Il lui adressa un clin d'œil et partit.
Ce mec est vraiment un crétin, pensa amèrement Ronald…
Le temps passa au château. Grell s'amusait dans la neige, drapée d'une robe rose pale, sans se rendre compte que William l'observait d'un des balcons en compagnie de Alan et Eric.
-Il faut que je fasse quelque chose pour la remercier de m'avoir soigné, dit William sans décoller son regard de Grell. C'est la moindre des choses. Mais quoi…
-Oh, il y a les classiques, énonça Alan. Fleurs, chocolats, promesses qu'on ne tiendra pas…
-Bah, c'est des conneries tout ça, coupa Eric. Il faut quelque chose qui sorte de l'ordinaire…quelque chose qui éveille son intérêt… Je sais ! La bibliothèque !
Eric expliqua alors à William que Grell avait eu l'air très intéressée par la bibliothèque lorsqu'il avait mentionné son existence lors de la visite du château.
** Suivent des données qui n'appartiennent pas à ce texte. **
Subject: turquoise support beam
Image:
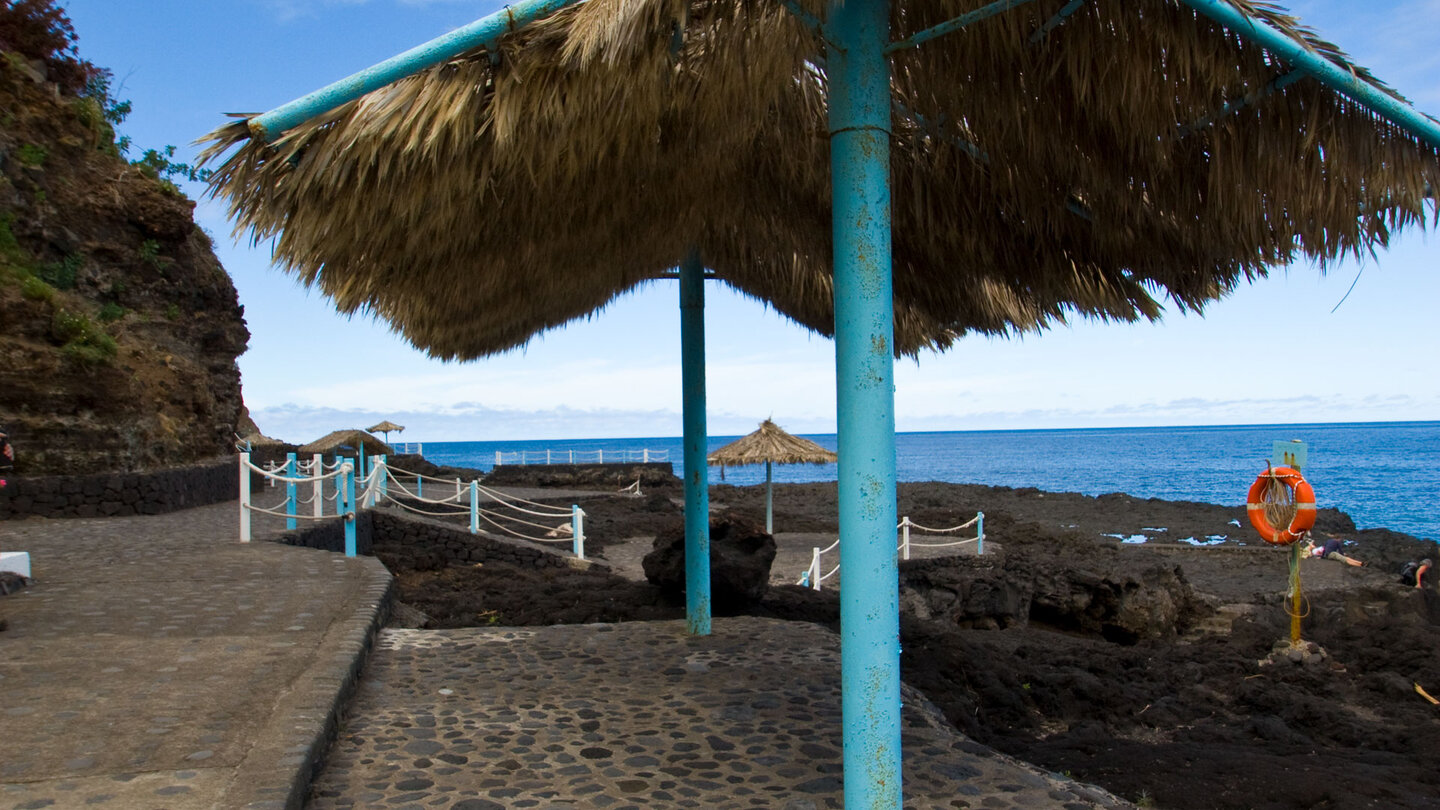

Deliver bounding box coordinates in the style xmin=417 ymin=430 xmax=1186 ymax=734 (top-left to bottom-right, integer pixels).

William fit un vague « Hum… ». Il détailla Grell, dont la bouche était grande ouverte dans l'espoir qu'un flocon de neige lui tombe sur la langue.
Il haussa un sourcil.
-Jamais je n'aurais cru que…(Grell poussa un petit cri : le flocon était très très froid ! ) Grell Sutcliff puisse être du genre littéraire…
-Elle doit probablement seulement regarder les images, supposa Alan.
-Bien, si c'est ce qu'elle aime, je la conduirai à la bibliothèque. En tant que hôte, il est de mon devoir d'assurer le confort de mon invitée, reprit William en se passant machinalement la main sur le nez, là où s'étaient jadis trouvées ses lunettes.
-Oh, elle n'est plus ta prisonnière maintenant ?
William lança un regard sombre à Eric, dont le sourire malicieux l'agaçait au plus haut point, et alla chercher Grell.
-Oh, bonjour Willu ! Minauda Grell à l'instant même où elle vit le démon. Tu fais un bonhomme de neige avec moi ?
-Non, trancha-t-il. J'ai une surprise pour vous. Pour vous remercier du soin que vous m'avez apporté.
-Oooooh ! S'exclama-t-elle avec des yeux brillants. Qu'est-ce que c'est ?
-Fermez les yeux, ordonna-t-il. Et ne trichez pas.
Grell, tout sourire, obéit à William. Ce dernier, une fois sûr que son invitée ne voyait absolument rien, lui agrippa le bras (ce qui arracha un gloussement à Grell suivit d'un « vraiment… ») et la conduisit vers l'intérieur du château.
-Nous y sommes, déclara William d'un ton tout à fait neutre une fois arrivés dans la bibliothèque. Vous pouvez ouvrir les yeux.
Grell ne se fit pas prier. Une fois ses yeux ouverts, elle laissa échapper un « Ah ! », à la fois étonnée et heureuse. Ses yeux s'illuminèrent à mesure qu'elle découvrait les nombreuses étagères de livres. Jamais elle n'avait vu autant d'ouvrages réunis au même endroit !
Elle se mit à flâner dans les rayons… Elle n'y trouva malheureusement aucun livre yaoi, mais une section attira particulièrement son attention : celle des ouvrages consacrés aux Dieux de la Mort.
-Oh, les Dieux de la Morts sont mes créatures fantastiques préférées ! S'écria-t-elle en laissant son index vagabonder sur les tranches des livres. Vous avez tellement d'ouvrages à leur sujet !
-Hum, en effet, répondit William. Je suis heureux de voir que vous appréciez ces nobles créatures.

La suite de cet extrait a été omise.